1. Komal Thareja

Komal Thareja

Forum Replies Created

Viewing 15 posts - 46 through 60 (of 526 total)
  • Author
    Posts
  • in reply to: Performance Drop on ConnectX-6 After Release 1.9 #9042
    Komal Thareja
    Participant

      Hi Rasman,

      I forgot to mention that the steps for installing iperf3 should be run as the root user. On your VM, I did the following:

      sudo su -
      
      curl -L https://github.com/esnet/iperf/releases/download/3.18/iperf-3.18.tar.gz > iperf-3.18.tar.gz
      tar -zxvf iperf-3.18.tar.gz
      cd iperf-3.18
      
      sudo apt update
      sudo apt install build-essential
      
      sudo ./configure; make; make install
      sudo ldconfig
      

      I also applied the following host tuning (node_tools/host_tune.sh) on both VMs:

      #!/bin/bash
      
      # Linux host tuning from https://fasterdata.es.net/host-tuning/linux/
      cat >> /etc/sysctl.conf <<EOL
      # allow testing with buffers up to 128MB
      net.core.rmem_max = 536870912
      net.core.wmem_max = 536870912
      # increase Linux autotuning TCP buffer limit to 64MB
      net.ipv4.tcp_rmem = 4096 87380 536870912
      net.ipv4.tcp_wmem = 4096 65536 536870912
      # recommended default congestion control is htcp or bbr
      net.ipv4.tcp_congestion_control = bbr
      # recommended for hosts with jumbo frames enabled
      net.ipv4.tcp_mtu_probing = 1
      # recommended to enable 'fair queueing'
      net.core.default_qdisc = fq
      #net.core.default_qdisc = fq_codel
      EOL
      
      sysctl --system
      
      # Turn on jumbo frames
      for dev in basename -a /sys/class/net/*; do
          ip link set dev $dev mtu 9000
      done
      

      With these changes, I’m now seeing bandwidth close to 10G (see snapshot below).

      Screenshot-2025-09-24-at-5.31.23-PM

      According to fablib.list_links(), links from GATECH are capped at 8G. I’d suggest trying a different site instead of GATECH.

      Screenshot-2025-09-24-at-5.41.06-PM

      Regarding the slice getting stuck at Submit: your keys may have expired. Please try running the notebook jupyter-examples-rel1.9.0/configure_and_validate/configure_an_validate.ipynb. This should automatically renew your keys if needed.

      If it still hangs at submit, please check /tmp/fablib/fablib.log for errors and share here.

      Best,

      Komal

      in reply to: Performance Drop on ConnectX-6 After Release 1.9 #9032
      Komal Thareja
      Participant

        Hi Rasman,

        By default, the standard iperf3 version does not perform well with multiple streams. ESnet provides a patched version that resolves this issue and delivers significantly better performance. This fixed iperf3 is already packaged inside the container.

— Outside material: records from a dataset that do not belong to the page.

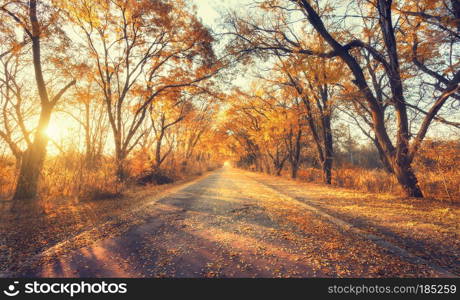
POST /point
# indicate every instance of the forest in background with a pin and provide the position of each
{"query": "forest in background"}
(98, 96)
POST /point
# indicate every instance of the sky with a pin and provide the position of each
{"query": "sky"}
(208, 10)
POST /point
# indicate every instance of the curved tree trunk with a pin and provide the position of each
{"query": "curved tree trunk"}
(32, 161)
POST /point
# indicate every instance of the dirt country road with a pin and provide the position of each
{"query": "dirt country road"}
(233, 224)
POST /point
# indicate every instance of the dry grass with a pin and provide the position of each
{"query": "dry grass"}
(425, 227)
(438, 185)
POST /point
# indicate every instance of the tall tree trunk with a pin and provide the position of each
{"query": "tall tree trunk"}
(407, 179)
(383, 158)
(328, 149)
(32, 161)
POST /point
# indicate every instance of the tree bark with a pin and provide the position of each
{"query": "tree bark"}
(32, 161)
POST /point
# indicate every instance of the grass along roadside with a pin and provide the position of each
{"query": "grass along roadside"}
(425, 228)
(72, 224)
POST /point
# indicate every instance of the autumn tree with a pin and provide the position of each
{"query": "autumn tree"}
(140, 50)
(26, 16)
(393, 56)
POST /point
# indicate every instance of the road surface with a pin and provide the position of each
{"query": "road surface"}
(232, 224)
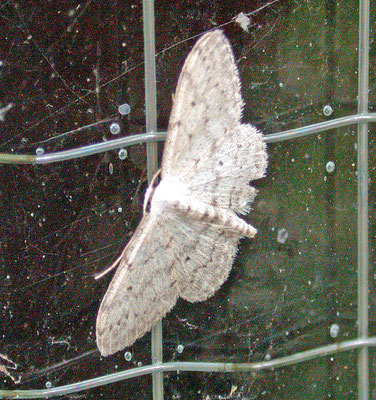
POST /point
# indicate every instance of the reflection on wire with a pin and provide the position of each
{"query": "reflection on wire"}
(191, 366)
(7, 158)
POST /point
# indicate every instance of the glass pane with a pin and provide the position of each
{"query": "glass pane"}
(66, 68)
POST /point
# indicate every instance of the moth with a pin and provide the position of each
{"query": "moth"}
(187, 239)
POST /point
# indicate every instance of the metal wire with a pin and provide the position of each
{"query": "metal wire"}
(293, 359)
(7, 158)
(363, 303)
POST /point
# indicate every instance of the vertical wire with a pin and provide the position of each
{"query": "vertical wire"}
(363, 83)
(152, 163)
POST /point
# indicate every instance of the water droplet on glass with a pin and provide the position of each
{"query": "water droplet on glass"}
(124, 109)
(115, 128)
(123, 154)
(330, 166)
(334, 330)
(327, 110)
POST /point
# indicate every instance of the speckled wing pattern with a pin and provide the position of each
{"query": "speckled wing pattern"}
(185, 245)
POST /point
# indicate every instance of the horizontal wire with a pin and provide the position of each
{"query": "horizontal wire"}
(303, 356)
(9, 158)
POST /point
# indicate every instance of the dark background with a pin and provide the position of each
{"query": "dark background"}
(68, 64)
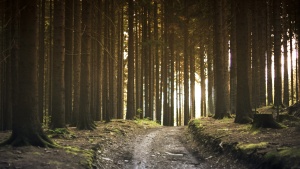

        If you would like to run it directly on the host, you can install it with the following steps:

        curl -L https://github.com/esnet/iperf/releases/download/3.18/iperf-3.18.tar.gz > iperf-3.18.tar.gz
        tar -zxvf iperf-3.18.tar.gz
        cd iperf-3.18
        sudo apt update
        sudo apt install build-essential
        sudo ./configure
        make
        sudo make install
        

        Additionally, please make sure that the script node_tools/host_tune.sh (included with the notebook) has been executed on the relevant nodes.

        If you continue to see lower bandwidth, kindly share your slice ID so I can take a closer look.

        Thanks,
        Komal

        in reply to: can’t see nvidia card though VM shows component assigned #9025
        Komal Thareja
        Participant

          Thank you for reporting this Maureen! We have identified the issue and working to identify a solution.

          We will keep you posted about the resolution. Apologies for the inconvenience.

          Best,

          Komal

          in reply to: Availability of DPU-powered SmartNICs #8989
          Komal Thareja
          Participant

            Hi Tanay,

            We’re in the process of deploying them and are targeting DPU availability at KNIT11 around October 13–14.

            Best.

            Komal

            in reply to: Node Naming error #8931
            Komal Thareja
            Participant

              Hi Nishanth,

              Could you please try again? It should work now, freebsd fix introduced this check, i have disabled it now.

              Best,

              Komal

              Komal Thareja
              Participant

                Hi,

                Fix for this issue has been deployed on production. Please try creating a slice and let us know if you run into any issues.

                Best,

                Komal

                in reply to: Establishing connection between different Slices. #8911
                Komal Thareja
                Participant

                  Hi Tejas,

                  You can use FABRIC’s Layer 3 FabNetv4 or FabNetv6 Network Service to establish connectivity between slices.

                  Any VM connected to FabNetv* in one slice can communicate with a VM connected to FabNetv* in another slice, provided the routes are configured correctly. You just need to add the following routes:

                  ip route add 10.128.0.0/10 via <fabnetv4_gateway>
                  ip -6 route add 2602:FCFB:00::/40 via <fabnetv6_gateway>
                  

                  You may also find this example artifact helpful, as it demonstrates inter-slice connectivity using FabNetv4.

                  Best,

                  Komal

                  Komal Thareja
                  Participant

                    Thank you for sharing this, Nishant and YoursSunny.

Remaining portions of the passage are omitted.